Let $f \in H^k(\mathbb{R}^m)$, $k>\frac{m}{2}$. Given any $f$, such that $\|f\|_{H^k(\mathbb{R}^m)}<K$ , and any $\phi \in C^{\infty}(\mathbb{R}^m)\cap H^k(\mathbb{R}^m)$, such that $\|\phi\|_{H^k(\mathbb{R}^m)}<M$
Can we say that
$$|\sum\limits_{|\alpha| = k}\sum\limits_{|\beta| = k}\int_{\mathbb{R}^m}D^{\alpha} f D^{\beta}\phi| <N$$
for some $N \in \mathbb{R}, N>0$
For a function $f$ to belong to $H^k(\mathbb R^m)$ its order $k$ partial derivatives are square integrable.
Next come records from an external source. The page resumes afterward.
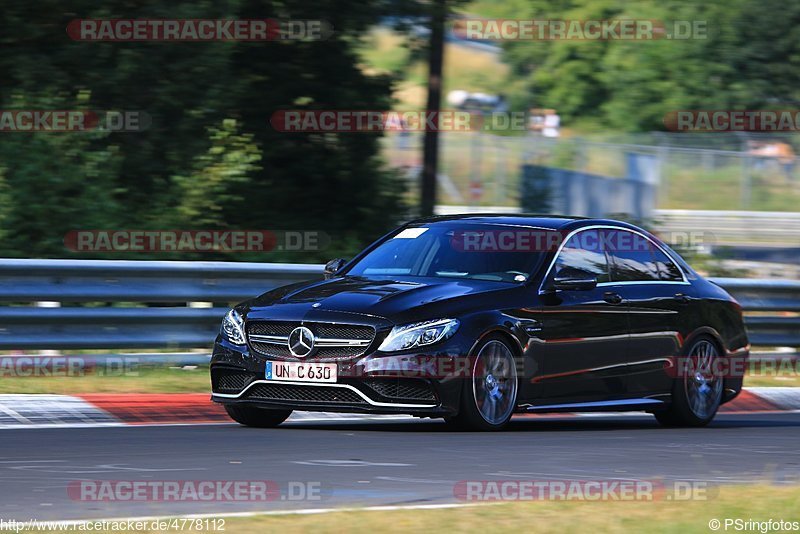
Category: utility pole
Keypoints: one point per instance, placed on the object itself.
(430, 156)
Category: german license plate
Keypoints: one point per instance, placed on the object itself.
(301, 371)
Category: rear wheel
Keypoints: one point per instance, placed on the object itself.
(256, 417)
(697, 394)
(490, 394)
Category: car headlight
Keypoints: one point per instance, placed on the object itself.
(233, 328)
(412, 335)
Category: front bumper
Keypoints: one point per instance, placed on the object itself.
(377, 383)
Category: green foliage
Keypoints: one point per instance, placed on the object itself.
(749, 60)
(210, 158)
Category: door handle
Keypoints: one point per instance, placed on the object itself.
(683, 299)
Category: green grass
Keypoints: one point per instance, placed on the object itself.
(757, 503)
(145, 380)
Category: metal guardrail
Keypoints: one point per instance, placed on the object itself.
(108, 304)
(113, 304)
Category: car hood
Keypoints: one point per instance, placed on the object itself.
(394, 299)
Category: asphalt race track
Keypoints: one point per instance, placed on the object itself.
(380, 463)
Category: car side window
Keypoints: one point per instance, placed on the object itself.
(584, 251)
(667, 268)
(634, 258)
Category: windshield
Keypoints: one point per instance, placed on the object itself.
(452, 250)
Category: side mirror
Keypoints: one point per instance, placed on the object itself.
(333, 267)
(572, 279)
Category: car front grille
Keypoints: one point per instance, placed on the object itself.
(333, 341)
(405, 389)
(304, 394)
(230, 380)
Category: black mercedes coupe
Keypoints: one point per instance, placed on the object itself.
(474, 318)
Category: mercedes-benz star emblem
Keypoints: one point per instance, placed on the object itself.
(301, 341)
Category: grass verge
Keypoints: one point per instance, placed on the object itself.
(747, 503)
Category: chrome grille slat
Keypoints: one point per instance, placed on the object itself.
(333, 341)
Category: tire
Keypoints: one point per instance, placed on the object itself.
(489, 398)
(697, 395)
(256, 417)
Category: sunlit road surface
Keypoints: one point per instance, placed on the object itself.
(379, 463)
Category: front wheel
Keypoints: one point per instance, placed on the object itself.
(256, 417)
(697, 392)
(490, 394)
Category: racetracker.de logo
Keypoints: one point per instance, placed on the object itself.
(580, 490)
(578, 30)
(728, 120)
(194, 491)
(366, 121)
(198, 30)
(41, 120)
(194, 240)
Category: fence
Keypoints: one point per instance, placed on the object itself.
(154, 304)
(694, 171)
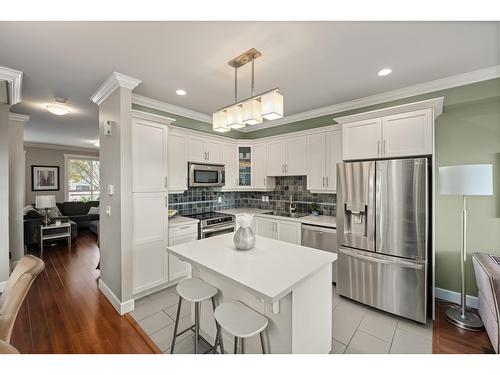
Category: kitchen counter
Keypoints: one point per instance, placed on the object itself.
(177, 221)
(322, 220)
(290, 284)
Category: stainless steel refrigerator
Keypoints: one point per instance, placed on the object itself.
(383, 234)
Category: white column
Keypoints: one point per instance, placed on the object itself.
(114, 98)
(4, 194)
(16, 184)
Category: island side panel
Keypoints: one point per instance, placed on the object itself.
(278, 335)
(312, 314)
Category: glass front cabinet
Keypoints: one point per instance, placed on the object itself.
(244, 166)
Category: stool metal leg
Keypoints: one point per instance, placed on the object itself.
(196, 326)
(235, 345)
(218, 341)
(176, 325)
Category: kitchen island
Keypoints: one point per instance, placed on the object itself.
(290, 284)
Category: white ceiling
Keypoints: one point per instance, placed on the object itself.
(314, 63)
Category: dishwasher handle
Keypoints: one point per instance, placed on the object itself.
(318, 229)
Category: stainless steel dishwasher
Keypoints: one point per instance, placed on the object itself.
(321, 238)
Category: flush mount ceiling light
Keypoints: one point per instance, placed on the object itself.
(384, 72)
(58, 109)
(251, 111)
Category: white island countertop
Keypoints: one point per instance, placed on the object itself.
(270, 270)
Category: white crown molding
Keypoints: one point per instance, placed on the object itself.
(170, 108)
(51, 146)
(14, 79)
(435, 103)
(419, 89)
(18, 117)
(111, 83)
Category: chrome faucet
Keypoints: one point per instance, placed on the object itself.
(293, 207)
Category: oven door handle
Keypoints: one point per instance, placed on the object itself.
(218, 229)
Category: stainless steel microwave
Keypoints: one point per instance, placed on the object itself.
(206, 175)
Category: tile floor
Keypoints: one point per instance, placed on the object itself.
(356, 328)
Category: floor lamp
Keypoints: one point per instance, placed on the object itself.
(464, 180)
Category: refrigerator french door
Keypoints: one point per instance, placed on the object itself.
(382, 231)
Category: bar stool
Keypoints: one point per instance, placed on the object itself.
(197, 291)
(240, 321)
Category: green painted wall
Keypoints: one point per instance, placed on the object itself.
(467, 132)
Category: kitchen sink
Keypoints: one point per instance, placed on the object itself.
(286, 214)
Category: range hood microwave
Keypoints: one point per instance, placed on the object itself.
(206, 175)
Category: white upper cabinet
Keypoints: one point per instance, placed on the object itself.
(196, 149)
(334, 156)
(177, 162)
(287, 157)
(276, 158)
(259, 166)
(316, 161)
(149, 156)
(324, 151)
(229, 154)
(362, 139)
(213, 151)
(407, 134)
(296, 156)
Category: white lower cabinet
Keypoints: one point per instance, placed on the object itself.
(282, 230)
(178, 269)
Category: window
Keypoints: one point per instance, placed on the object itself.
(82, 178)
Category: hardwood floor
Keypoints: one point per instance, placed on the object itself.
(449, 339)
(65, 312)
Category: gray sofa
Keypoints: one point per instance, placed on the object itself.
(487, 273)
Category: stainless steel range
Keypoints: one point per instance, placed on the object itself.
(213, 224)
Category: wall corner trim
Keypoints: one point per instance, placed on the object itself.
(111, 83)
(121, 307)
(451, 296)
(18, 117)
(14, 79)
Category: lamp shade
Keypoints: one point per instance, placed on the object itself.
(45, 201)
(473, 179)
(252, 112)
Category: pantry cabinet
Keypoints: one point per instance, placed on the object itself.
(398, 135)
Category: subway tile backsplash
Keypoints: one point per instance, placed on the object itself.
(196, 200)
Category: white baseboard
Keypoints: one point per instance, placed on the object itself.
(121, 307)
(451, 296)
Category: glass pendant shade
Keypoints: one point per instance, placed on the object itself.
(272, 105)
(234, 117)
(252, 112)
(219, 122)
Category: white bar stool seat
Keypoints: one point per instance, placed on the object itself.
(240, 321)
(195, 290)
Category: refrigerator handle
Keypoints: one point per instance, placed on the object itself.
(396, 262)
(371, 206)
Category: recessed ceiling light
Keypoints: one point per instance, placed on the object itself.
(58, 110)
(384, 72)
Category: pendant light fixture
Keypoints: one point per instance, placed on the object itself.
(250, 111)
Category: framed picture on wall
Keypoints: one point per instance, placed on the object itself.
(44, 178)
If $|\alpha| = k$ and $|\beta| = k$, then Cauchy-Schwarz gives you $$\int_{\mathbb R^m} D^\alpha f D^\beta \phi \le \|D^\alpha f\|_{L^2(\mathbb R^m)} \|D^\beta \phi\|_{L^2(\mathbb R^m)} \le \|f\|_{H^k(\mathbb R^m)}\|\phi\|_{H^k(\mathbb R^m)}.$$ The sum in question is bounded by $$K\cdot M\cdot(\text{number of multi-indices of length $k$})^2$$ which I have no ambition to calculate.